Michael Bierut

Partner and designer at Pentagram



"The biggest challenge is that we live in a vast, interconnected world and almost any engagement with it on any level brings a risk of compromising one’s ethics."


Raphael Roake: How do you, if at all, navigate ethics in your practice?
Michael Bierut: I am fortunate in that our practice is set up so we can be selective in who we work with. So I avoid working with anyone doing something I either don’t like, don’t respect, or (more generally) don’t have a particular affinity for. I also avoid working for jerks, to the degree I can identify them in advance, which is not easy sometime.
RR: Do you think we (as designers) have a responsibility to consider and challenge things such as the ethics behind the companies / products / services we engage with?
MB: I think every one of us is a citizen and a human being as well as a designer, and some of us are sons or daughters or husbands or wives or fathers or mothers as well. Each of these roles entails responsibilities, and none of them can be separated from your life as a designer.
RR: Are there any cases of this happening in your practice or in the wider industry that you thought were interesting or different?
MB: The biggest challenge is that we live in a vast, interconnected world and almost any engagement with it on any level brings a risk of compromising one’s ethics. For instance, one of my first, and favorite, clients at Pentagram 20 plus years ago was the Brooklyn Academy of Music, a great cultural institution dedicated to both high art and serving its community. Much of its work was made possible by philanthropic support from a large holding company that included cigarette manufacturers. I would never work for a cigarette company, yet I enthusiastically worked for BAM. You could say it was the same money. Not simple.

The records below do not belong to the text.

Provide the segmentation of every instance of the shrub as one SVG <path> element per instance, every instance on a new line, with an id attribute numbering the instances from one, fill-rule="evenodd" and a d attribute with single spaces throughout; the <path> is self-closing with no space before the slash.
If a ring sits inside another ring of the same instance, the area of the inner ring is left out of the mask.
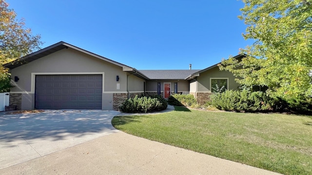
<path id="1" fill-rule="evenodd" d="M 124 112 L 136 113 L 159 111 L 167 108 L 167 101 L 160 96 L 139 97 L 138 95 L 123 102 L 119 107 Z"/>
<path id="2" fill-rule="evenodd" d="M 195 97 L 192 94 L 171 95 L 168 99 L 168 103 L 170 105 L 191 106 L 197 104 Z"/>
<path id="3" fill-rule="evenodd" d="M 248 90 L 226 90 L 210 96 L 211 104 L 218 109 L 237 112 L 280 110 L 284 105 L 280 101 L 269 97 L 265 92 Z"/>

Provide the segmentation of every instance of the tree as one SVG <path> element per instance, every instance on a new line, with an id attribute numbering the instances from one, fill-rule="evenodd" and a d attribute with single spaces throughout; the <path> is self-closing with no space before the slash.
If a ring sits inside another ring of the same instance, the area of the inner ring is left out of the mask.
<path id="1" fill-rule="evenodd" d="M 247 25 L 241 49 L 248 56 L 223 60 L 229 70 L 247 87 L 267 86 L 269 94 L 288 100 L 312 95 L 312 0 L 243 0 L 238 18 Z"/>
<path id="2" fill-rule="evenodd" d="M 17 15 L 4 0 L 0 0 L 0 82 L 8 82 L 7 70 L 3 64 L 19 59 L 40 49 L 42 42 L 39 35 L 33 35 L 25 27 L 24 19 L 17 20 Z M 8 86 L 1 88 L 7 89 Z M 0 91 L 3 89 L 0 89 Z"/>

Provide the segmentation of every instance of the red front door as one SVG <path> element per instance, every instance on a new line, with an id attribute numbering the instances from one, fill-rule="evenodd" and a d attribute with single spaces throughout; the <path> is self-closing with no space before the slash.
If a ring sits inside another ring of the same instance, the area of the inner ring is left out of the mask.
<path id="1" fill-rule="evenodd" d="M 170 92 L 170 83 L 164 83 L 164 98 L 167 99 L 169 98 L 169 96 L 171 94 Z"/>

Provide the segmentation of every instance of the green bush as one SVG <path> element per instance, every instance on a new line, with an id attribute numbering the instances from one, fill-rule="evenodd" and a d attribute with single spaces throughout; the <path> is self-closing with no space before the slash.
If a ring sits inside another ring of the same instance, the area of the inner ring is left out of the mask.
<path id="1" fill-rule="evenodd" d="M 196 99 L 192 94 L 171 95 L 168 99 L 168 103 L 170 105 L 191 106 L 197 104 Z"/>
<path id="2" fill-rule="evenodd" d="M 280 110 L 285 108 L 280 101 L 269 97 L 265 92 L 247 90 L 226 90 L 214 93 L 209 104 L 218 109 L 237 112 Z"/>
<path id="3" fill-rule="evenodd" d="M 10 91 L 11 79 L 8 73 L 0 73 L 0 93 Z"/>
<path id="4" fill-rule="evenodd" d="M 136 113 L 159 111 L 167 108 L 167 101 L 160 96 L 139 97 L 138 95 L 123 102 L 119 109 L 124 112 Z"/>

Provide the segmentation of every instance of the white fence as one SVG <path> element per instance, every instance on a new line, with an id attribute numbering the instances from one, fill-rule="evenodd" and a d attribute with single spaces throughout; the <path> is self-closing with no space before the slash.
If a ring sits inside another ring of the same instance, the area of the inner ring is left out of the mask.
<path id="1" fill-rule="evenodd" d="M 10 93 L 0 93 L 0 111 L 3 111 L 5 106 L 10 105 Z"/>

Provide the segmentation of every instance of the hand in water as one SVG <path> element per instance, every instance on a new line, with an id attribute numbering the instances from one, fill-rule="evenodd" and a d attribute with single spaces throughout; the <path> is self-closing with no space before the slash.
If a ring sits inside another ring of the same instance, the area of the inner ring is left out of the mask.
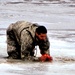
<path id="1" fill-rule="evenodd" d="M 48 54 L 43 54 L 43 55 L 39 58 L 39 60 L 42 61 L 42 62 L 45 62 L 45 61 L 52 61 L 53 58 L 52 58 L 50 55 L 48 55 Z"/>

RR: How far do we push that with clients or bosses?
MB:I haven’t had a boss for years, but I was lucky to have a great mentor in Massimo Vignelli, who was imperious with clients and never worked with one he thought was unworthy of his time. Arrogant, perhaps, but a great example and role model.
RR: How do you at Pentagram navigate this with so many different partners undertaking such a large range of work and clients?
MB: Each partner is free to work with whichever client they choose. But because we are all very close, whenever any of us has an ethical question, we’ll take it to the others. What should I do? Should I work for this client? Should I walk away? These are great conversations, and seldom lead to black and white answers.
RR: Any advice for young designers on navigating this space in their careers/beyond?
MB: I’ve noticed that whenever anyone compromises, it’s usually because the money is irresistible. My advice is: if you can possibly avoid it, never do work just for the money. Live frugally if you must. Keep your overhead low. You are lucky to do something you love. Having to do it only to pay the bills spoils a wonderful gift.